The second gap relates to the severity of mental illness symptoms that affect trust in and use of technology. In a survey of individuals with severe mental illness (SMI) on internet and smartphone use during the global COVID-19 pandemic, 61.6% of them were limited users or nonusers of the internet, mostly using phones to communicate with their families and friends [32]. A quarter of the surveyed sample—markedly among older individuals with schizophrenia—reported being weary of internet use for “security concerns.” Thus, while most mobile health interventions report favorable feasibility outcomes, they typically do not have the same success rate in including patients with SMI. Studies that document significant web-based participation among individuals with SMI demonstrate a correlation with positive recovery and positive emotions toward technology [33]. These findings suggest that attitudes of people with SMI meaningfully affect successful digital transformation. There are gaps in our understanding of how delusions, paranoia, and other severe symptoms may impact the scalability of the TIME framework as well, and these are intriguing areas for continued research and development.

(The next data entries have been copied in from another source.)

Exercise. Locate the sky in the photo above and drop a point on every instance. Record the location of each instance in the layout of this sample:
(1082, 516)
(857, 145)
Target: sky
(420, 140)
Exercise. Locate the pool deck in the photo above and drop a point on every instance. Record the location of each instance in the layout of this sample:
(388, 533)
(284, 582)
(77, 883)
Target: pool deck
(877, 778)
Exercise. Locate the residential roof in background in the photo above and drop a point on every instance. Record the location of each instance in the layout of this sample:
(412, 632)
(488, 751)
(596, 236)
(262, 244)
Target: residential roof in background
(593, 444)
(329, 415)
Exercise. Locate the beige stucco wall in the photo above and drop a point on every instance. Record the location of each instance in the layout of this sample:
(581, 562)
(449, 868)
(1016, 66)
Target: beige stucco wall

When we have more technology available than ever before, the entire onus of patient safety should not fall on the IMHP. An important feature of the TIME framework is its balance of the “high-tech” prototype with the “high-touch” protocol. Most psychiatric hospitals rely heavily on “high-touch” interventions, that is, interventions that require in-person, face-to-face interaction with the patient [13]. Those that are exploring digital mental health care interventions, particularly for outpatient care, often copiously commit to the “high-tech” model, losing the crucial human element [34-37]. Solving the complex challenges faced by mental health care providers demands that new mental health technology tools are developed in concert with a use protocol by and for the end user (mental health care provider), allowing the “high-touch” to inform the “high-tech” and vice versa.

High-tech interventions and their corresponding high-touch protocols must be developed alongside each other to ensure usability and end user acceptability. Thus, we have defined a model—the TIME framework—for developing novel IMHP-facing tools and their clinical workflows alongside each other (Figure 1). This model is grounded in established frameworks for user-centered design and digital technology development (Figure 3).

Figure 3. The Technology Implementation for Mental-Health End-Users (TIME) framework is grounded in design processes across disciplines. The TIME framework combines elements from the Waterfall Model of Software Development [38], the user-centered design process [11,17], and rapid application development [39]. Many of these processes contain corresponding steps and are color coded as follows: planning steps describing information gathering for the project, including empathy and user-based research (red); analysis steps describing how any information gathered in a planning step is further evaluated to define the project’s scope and requirements (orange); prototype or iterate steps describing the iterative process of prototyping the design solution (yellow); construct steps describing the creation of a final deliverable (green); test steps describing the evaluation of the design solution and collection of feedback from end users (blue); and implementation of steps describing how the design solution is implemented (purple).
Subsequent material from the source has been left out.